莫遠沈吟片刻,說道:“我們如今身在此處不可而出,日子雖然快活,但有時也牽掛著外面的親人。我時常想起我那師弟雁不歸,不知他現在身在何處,又在做些什麽。他啊,從小便讓人不省心,其他師弟個個聽話,就是他終日在外面滿山瘋鬧不回家。所以,他明明叫不歸,我卻經常念叨著他能早日歸家。”

“有詩雲,何處秋風至,蕭蕭送雁群。我希望這秋風,能將我師弟平安送回天山。所以,如果我們的孩子是個男孩,叫讓他取名叫秋至吧。”
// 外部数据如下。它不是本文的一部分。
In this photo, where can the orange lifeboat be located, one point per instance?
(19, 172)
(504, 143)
“秋至……”薛露跟著念道,隨即展顏,“聽起來很有情誼。莫大哥,你對你家師弟如此牽掛,相信他一定會平安無事的。”

“露露,你也來想個名字,如何?”

在莫遠建議下,她也皺起了眉頭,難得露出了孩子一般的表情思索起來。

“我呢,沒有莫大哥那樣有那麽多兄弟,從小到大陪伴我的便只有兩個哥哥。我那兩個哥哥都很疼我,對我也很好,可是說起來我卻始終快樂不起來。一來,我那兩個哥哥都是混世魔王,自幼便不和睦,長大以後甚至鬧到要打打殺殺的地步,我夾在中間,左右為難;二來,我在白蓮教中身為聖女,說話做事有時也不能隨我心意,而且,同齡人也無人和我真正親近。”

“所以呢,如果這孩子是個女孩的話,我覺得就叫她無憂怎麽樣?無憂無慮,快快樂樂,便是做人最根本的原則。”

“無憂?倒是個不錯的名字。我也覺得世間快樂二字是最簡單也是最難求的。”

“嗯,那就這麽定了!男孩叫秋至,女孩,就叫無憂。”

薛露快活地笑了出來。

就在兩人氣氛漸濃時,窗外卻突然又是一聲驚雷。

這聲雷可不尋常,猛地炸響,腳下居然有感覺隱隱震動。

被這炸雷驚到,不僅是路離一個激靈從夢中哆嗦著醒過來,就連莫遠也薛露兩個大人也不覺心驚。

好在這棵大樹搖動了幾下便漸漸平靜了下來。但這悶雷聲卻沒有消失,反而像隔著一層棉花一樣連綿不絕。

莫遠和薛露神情凝滯,誰也沒有說話,只是側耳傾聽著。

一會兒,莫遠突然發聲道:“不對勁,這好像不是雷聲。”

說話間,薛露也感覺到了。

“我出去看看。”

莫遠急忙站起來。

“莫大哥,我也去!”

薛露要跟著出去,卻被莫遠制止。

他將薛露送回床邊,拉住她和路離的手,說道:“好好照顧路離,我很快就回來。”

薛露也知道自己有所不便,只得乖乖點點頭,讓莫遠一個人走出屋子,循著那奇怪的悶響消失在雨幕中。

說來奇怪,江湖上心狠手辣的魔教聖女,此時突然產生了一種擔心和害怕的感覺,似乎往日的平靜,都在那剛才的一聲雷中被燒得一幹二凈。

“你要平安回來啊。”

撫摸著肚子,她感到淡淡疼痛如墨水般一波波暈開。